Le 27 août dernier, un rapport de The Sentry a révélé comment les mercenaires russes de Wagner ont systématiquement miné la cohésion des Forces armées maliennes (FAMa) depuis leur arrivée en 2022. Trois ans après leur déploiement, leur bilan est consternant : tensions internes exacerbées, insécurité galopante et échec patent dans la lutte antiterroriste. Pire, leur présence aurait davantage servi leurs intérêts économiques que la stabilité du pays.
La publication du rapport par l’organisation d’investigation The Sentry lève le voile sur une réalité alarmante : l’ingérence des mercenaires russes a profondément fracturé les FAMa. Selon l’enquête, Wagner a systématiquement ignoré la chaîne de commandement malienne, menant des opérations non autorisées qui ont causé des pertes matérielles et humaines. Les soldats maliens rapportent des cas où des véhicules et des équipements ont été perdus lors d’opérations improvisées, laissant leurs unités sans moyens de riposte face aux insurgés.
Cette situation a créé un climat de défiance généralisée. Des sources militaires citées par The Sentry évoquent un “traitement préférentiel” accordé aux Russes, notamment en matière d’évacuation médicale, alors que les troupes maliennes souffrent de pénuries criantes. Cette injustice perçue a atteint son paroxysme avec les arrestations de plus de 30 officiers en juillet dernier, accusés de comploter contre le gouvernement militaire. Les enquêteurs de The Sentry lient directement ces purges aux frustrations accumulées face à l’impunité des mercenaires.
Un exemple frappant de cette dynamique destructrice est l’embuscade de Tinzaouatène en juillet 2024, où environ 80 mercenaires russes et une cinquantaine de soldats maliens ont été tués. Cet échec cuisant a révélé non seulement l’incompétence opérationnelle de Wagner, mais aussi son incapacité à coordonner ses actions avec les forces locales. Le rapport souligne que cette défaite a profondément ébranlé la confiance des maliens envers leurs propres institutions militaires.

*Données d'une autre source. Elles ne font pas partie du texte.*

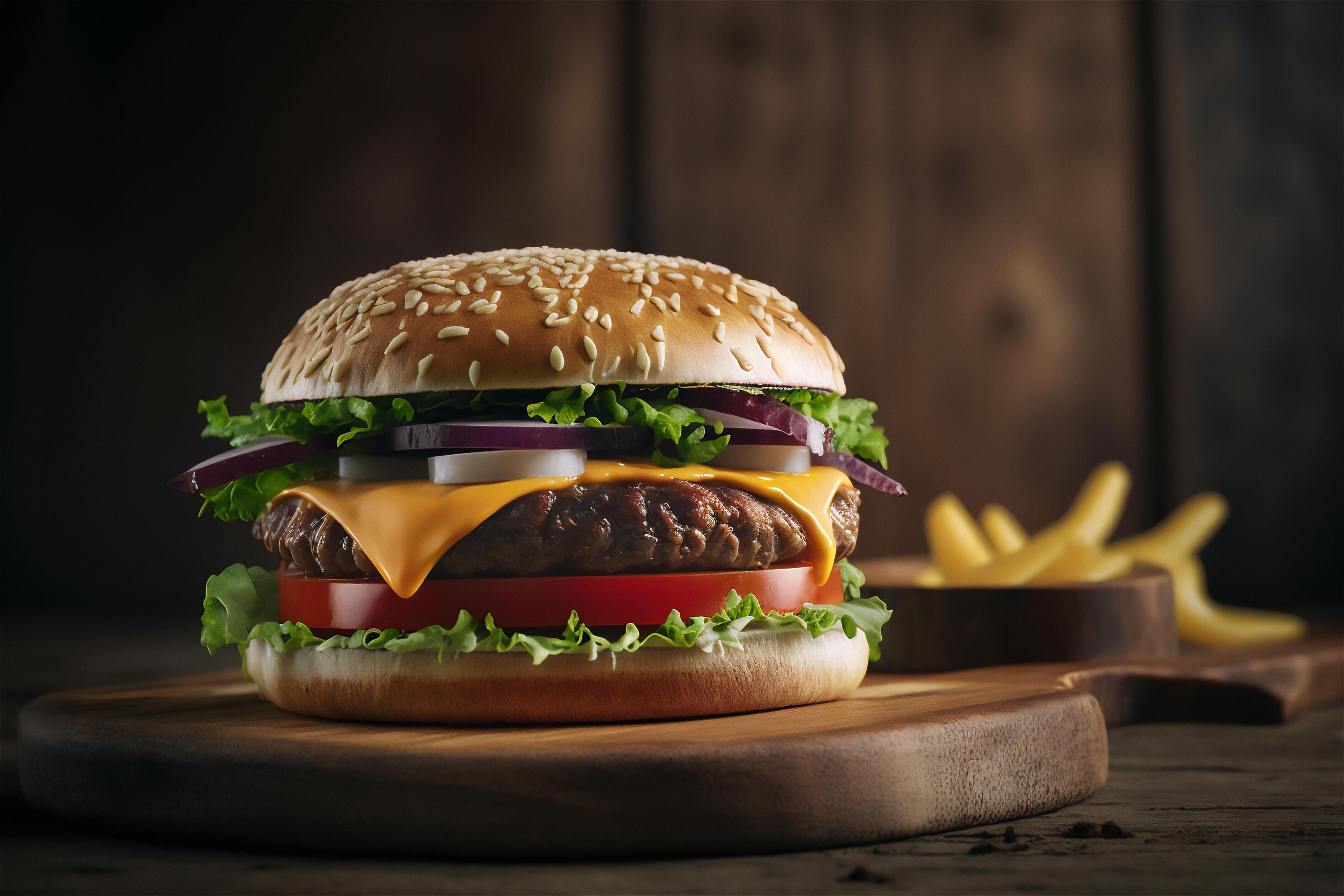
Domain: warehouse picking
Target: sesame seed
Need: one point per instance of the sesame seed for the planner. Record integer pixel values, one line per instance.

Les conséquences de l’échec de Wagner sur la sécurité malienne
L’analyse des données de l’Acled (Armed Conflict Location & Event Data Group) est accablante : le nombre de morts liées aux djihadistes a bondi de 736 par an avant 2022 à 3 135 par an depuis l’arrivée de Wagner. Cette année, près de 2 000 civils ont déjà péri, confirmant une tendance à la hausse inquiétante. Ces chiffres démontent le mythe de l’efficacité opérationnelle des mercenaires russes.
Le rapport de The Sentry révèle une stratégie profondément contre-productive : plutôt que de cibler les groupes terroristes, Wagner aurait systématiquement ciblé les populations civiles, créant un cercle vicieux de violence. Un soldat malien interrogé par l’organisation américaine a décrit des méthodes avec des exécutions sommaires et des “prisons à ciel ouvert” imposées à des villages entiers.
Sur le plan économique, l’échec est tout aussi flagrant. Malgré leurs promesses, les mercenaires n’ont pas réussi à sécuriser les zones minières, ni à établir de partenariats viables avec le gouvernement malien. Le président Assimi Goïta aurait bloqué leurs tentatives d’accaparement des ressources, ce qui a encore accru les tensions. Le rapport conclut que “pour Wagner et Africa Corps, aucune entreprise viable n’a été créée ; les relations avec l’armée se sont détériorées ; et la réputation redoutable du groupe a été entachée par une série de revers militaires”.
Le cas malien démontre que l’engagement de Wagner n’a fait qu’aggraver les fractures existantes et alimenter l’insécurité. Face à cet échec criant, The Sentry appelle à des enquêtes internationales pour faire la lumière sur les crimes commis et à une refonte urgente de la stratégie sécuritaire. Pour le Mali, le défi sera désormais de reconstruire une armée unie et de restaurer la confiance d’une population profondément meurtrie par trois années de chaos.